Merkez Bankası yılın ilk raporunda enflasyon tahminlerini yükseltti
Türkiye Cumhuriyet Merkez Bankası Başkanı Fatih Karahan, yılın ilk Enflasyon Raporu'nun tanıtımı amacıyla İstanbul Finans Merkezi Türkiye Cumhuriyet Merkez Bankası Yerleşkesi'nde bilgilendirme toplantısı düzenledi.

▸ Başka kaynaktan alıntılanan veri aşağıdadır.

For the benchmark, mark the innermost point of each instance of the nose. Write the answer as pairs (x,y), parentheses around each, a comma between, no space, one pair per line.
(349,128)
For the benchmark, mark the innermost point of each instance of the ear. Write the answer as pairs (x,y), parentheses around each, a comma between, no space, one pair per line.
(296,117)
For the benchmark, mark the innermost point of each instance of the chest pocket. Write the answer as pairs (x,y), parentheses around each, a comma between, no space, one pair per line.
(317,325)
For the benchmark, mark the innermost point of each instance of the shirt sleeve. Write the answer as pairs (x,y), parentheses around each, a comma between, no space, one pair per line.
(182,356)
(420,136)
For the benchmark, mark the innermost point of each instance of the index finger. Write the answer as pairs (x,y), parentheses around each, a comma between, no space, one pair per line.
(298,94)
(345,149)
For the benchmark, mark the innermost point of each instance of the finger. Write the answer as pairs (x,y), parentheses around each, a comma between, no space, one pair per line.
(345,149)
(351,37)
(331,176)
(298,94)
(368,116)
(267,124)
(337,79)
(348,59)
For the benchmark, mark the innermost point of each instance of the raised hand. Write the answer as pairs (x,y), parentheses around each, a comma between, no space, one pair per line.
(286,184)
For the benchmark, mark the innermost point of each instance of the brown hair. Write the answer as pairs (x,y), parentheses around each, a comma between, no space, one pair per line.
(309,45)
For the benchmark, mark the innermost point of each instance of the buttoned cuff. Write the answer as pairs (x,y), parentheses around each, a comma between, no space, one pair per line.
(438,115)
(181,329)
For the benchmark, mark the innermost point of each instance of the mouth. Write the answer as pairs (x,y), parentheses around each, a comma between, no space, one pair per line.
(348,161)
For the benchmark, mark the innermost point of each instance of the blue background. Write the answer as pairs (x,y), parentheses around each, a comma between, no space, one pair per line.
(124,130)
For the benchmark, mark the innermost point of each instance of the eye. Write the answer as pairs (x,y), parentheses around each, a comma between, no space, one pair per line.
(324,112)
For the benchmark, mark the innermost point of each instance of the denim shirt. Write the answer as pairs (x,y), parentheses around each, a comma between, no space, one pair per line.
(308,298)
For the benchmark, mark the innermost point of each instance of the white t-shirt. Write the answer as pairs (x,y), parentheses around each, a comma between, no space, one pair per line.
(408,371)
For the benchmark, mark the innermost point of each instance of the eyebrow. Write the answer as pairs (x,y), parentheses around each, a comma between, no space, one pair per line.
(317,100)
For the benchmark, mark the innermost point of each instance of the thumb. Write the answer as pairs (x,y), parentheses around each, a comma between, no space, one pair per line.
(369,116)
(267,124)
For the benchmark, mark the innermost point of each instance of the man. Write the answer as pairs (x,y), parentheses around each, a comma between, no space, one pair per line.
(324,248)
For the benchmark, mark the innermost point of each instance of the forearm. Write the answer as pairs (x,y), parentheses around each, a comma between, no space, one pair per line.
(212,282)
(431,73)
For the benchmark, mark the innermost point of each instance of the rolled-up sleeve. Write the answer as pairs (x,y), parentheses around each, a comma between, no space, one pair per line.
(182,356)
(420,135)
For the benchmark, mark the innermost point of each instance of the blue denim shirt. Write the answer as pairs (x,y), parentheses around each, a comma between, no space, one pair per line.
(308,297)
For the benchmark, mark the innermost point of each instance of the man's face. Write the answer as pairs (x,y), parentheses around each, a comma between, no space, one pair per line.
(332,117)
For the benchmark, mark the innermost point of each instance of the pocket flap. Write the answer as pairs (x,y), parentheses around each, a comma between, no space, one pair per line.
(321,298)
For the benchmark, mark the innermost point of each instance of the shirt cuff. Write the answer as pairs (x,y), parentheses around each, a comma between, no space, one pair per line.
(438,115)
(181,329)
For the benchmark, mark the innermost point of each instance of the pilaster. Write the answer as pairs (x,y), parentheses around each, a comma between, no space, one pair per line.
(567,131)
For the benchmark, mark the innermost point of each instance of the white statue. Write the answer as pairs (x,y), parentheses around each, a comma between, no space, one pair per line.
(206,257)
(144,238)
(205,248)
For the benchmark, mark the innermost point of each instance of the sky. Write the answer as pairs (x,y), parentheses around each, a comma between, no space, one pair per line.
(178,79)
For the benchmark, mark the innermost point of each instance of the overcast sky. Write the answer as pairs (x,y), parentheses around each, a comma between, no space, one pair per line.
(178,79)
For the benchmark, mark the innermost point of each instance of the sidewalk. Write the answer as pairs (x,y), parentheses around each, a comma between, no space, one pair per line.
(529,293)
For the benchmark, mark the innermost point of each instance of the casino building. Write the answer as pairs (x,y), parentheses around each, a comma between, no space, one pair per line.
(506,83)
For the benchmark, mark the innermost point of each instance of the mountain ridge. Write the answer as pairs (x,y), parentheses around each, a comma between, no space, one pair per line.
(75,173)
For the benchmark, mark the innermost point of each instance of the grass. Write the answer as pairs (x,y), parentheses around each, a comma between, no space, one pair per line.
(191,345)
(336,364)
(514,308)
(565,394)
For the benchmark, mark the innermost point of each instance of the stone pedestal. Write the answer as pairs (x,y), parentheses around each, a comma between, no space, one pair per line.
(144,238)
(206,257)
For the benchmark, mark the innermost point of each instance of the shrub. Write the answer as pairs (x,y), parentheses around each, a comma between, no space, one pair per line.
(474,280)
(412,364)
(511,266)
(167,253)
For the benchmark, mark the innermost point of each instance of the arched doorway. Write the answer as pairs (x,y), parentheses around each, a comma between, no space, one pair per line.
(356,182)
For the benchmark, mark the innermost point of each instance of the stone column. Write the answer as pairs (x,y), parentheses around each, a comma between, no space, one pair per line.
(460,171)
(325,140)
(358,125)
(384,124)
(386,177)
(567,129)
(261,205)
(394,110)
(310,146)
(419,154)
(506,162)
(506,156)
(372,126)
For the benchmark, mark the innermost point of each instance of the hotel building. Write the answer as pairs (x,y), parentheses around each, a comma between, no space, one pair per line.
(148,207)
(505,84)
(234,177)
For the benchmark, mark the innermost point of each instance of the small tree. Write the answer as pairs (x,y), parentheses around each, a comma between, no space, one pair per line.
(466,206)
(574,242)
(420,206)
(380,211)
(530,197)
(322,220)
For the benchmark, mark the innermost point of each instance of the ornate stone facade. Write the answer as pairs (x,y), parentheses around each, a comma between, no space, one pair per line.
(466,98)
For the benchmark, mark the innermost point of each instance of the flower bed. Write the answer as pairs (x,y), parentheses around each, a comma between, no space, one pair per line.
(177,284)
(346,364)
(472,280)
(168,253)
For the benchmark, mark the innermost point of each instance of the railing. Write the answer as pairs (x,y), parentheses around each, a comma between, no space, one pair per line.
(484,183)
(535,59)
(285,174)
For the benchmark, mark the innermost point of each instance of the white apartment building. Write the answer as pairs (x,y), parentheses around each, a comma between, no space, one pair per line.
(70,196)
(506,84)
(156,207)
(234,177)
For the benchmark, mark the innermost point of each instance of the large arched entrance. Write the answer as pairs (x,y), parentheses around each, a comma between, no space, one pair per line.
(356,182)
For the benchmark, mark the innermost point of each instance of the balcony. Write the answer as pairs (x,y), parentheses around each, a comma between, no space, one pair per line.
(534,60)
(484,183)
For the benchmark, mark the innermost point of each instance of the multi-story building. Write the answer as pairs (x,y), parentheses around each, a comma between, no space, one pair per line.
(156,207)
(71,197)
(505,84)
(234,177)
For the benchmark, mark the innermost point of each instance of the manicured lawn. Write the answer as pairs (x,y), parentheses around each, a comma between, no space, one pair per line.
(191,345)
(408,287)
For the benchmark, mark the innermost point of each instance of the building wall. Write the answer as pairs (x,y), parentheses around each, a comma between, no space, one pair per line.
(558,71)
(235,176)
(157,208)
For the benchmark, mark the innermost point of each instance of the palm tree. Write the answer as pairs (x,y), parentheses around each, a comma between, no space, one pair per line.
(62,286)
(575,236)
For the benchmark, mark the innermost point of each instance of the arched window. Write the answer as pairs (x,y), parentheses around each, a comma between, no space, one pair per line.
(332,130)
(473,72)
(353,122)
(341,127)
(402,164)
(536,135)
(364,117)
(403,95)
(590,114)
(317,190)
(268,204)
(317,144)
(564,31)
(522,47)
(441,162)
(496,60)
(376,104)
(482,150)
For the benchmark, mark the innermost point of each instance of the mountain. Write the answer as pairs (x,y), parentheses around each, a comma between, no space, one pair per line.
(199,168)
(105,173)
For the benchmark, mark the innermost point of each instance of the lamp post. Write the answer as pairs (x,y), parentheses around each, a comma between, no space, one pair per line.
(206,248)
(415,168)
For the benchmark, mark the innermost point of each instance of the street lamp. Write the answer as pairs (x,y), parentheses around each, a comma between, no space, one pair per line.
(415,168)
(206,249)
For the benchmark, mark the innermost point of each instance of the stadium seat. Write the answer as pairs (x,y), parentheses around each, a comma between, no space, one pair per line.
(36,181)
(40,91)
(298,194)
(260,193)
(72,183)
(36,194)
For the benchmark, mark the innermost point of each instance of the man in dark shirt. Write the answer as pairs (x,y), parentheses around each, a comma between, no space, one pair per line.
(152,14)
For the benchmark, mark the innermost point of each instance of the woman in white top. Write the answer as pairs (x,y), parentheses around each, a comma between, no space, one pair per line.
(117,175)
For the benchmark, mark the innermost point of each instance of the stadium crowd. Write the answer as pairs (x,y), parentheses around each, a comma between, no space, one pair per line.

Türkiye Cumhuriyet Merkez Bankası Başkanı Fatih Karahan, İstanbul Finans Merkezi'ndeki Türkiye Cumhuriyet Merkez Bankası Yerleşkesi'nde düzenlenen yılın ilk Enflasyon Raporu Bilgilendirme Toplantısı'nda açıklamalarda bulundu. Karahan "Dezenflasyon sürecimiz devam ediyor. Makroekonomik göstergeler de bu süreçle uyumlu şekilde ilerliyor. İç talebin enflasyondaki düşüşü destekleyici seviyelere geldiğini, enflasyonun ana eğiliminin düşüş trendinde olduğunu değerlendiriyoruz. Para politikasındaki sıkı duruşumuzu dezenflasyonun devamını sağlayacak şekilde sürdüreceğiz. Küresel büyümede kademeli toparlanma öngörüsü korundu. Küresel ticaret politikalarına dair belirsizlik son dönemde yükseldi. Enerji fiyatları son dönemde dalgalı bir seyir izledi. Merkez bankaları enflasyon eğilimini dikkate alarak mali sıkılığı azaltıyor. Piyasa fiyatlamaları hem gelişmiş hem de gelişmekte olan ülkelerde 2025'te faizlerin daha yavaş indirileceğine işaret ediyor. Üretim göstergeleri iktisadi faaliyette toparlanmaya işaret ediyor. Korumacı eğilimlerin artması ve jeopolitik riskler büyüme üzerinde aşağı yönlü, enflasyon üzerinde yukarı yönlü riskleri artırıyor. Talep şartları enflasyondaki düşüşü destekleyici seviyelerde" diye konuştu.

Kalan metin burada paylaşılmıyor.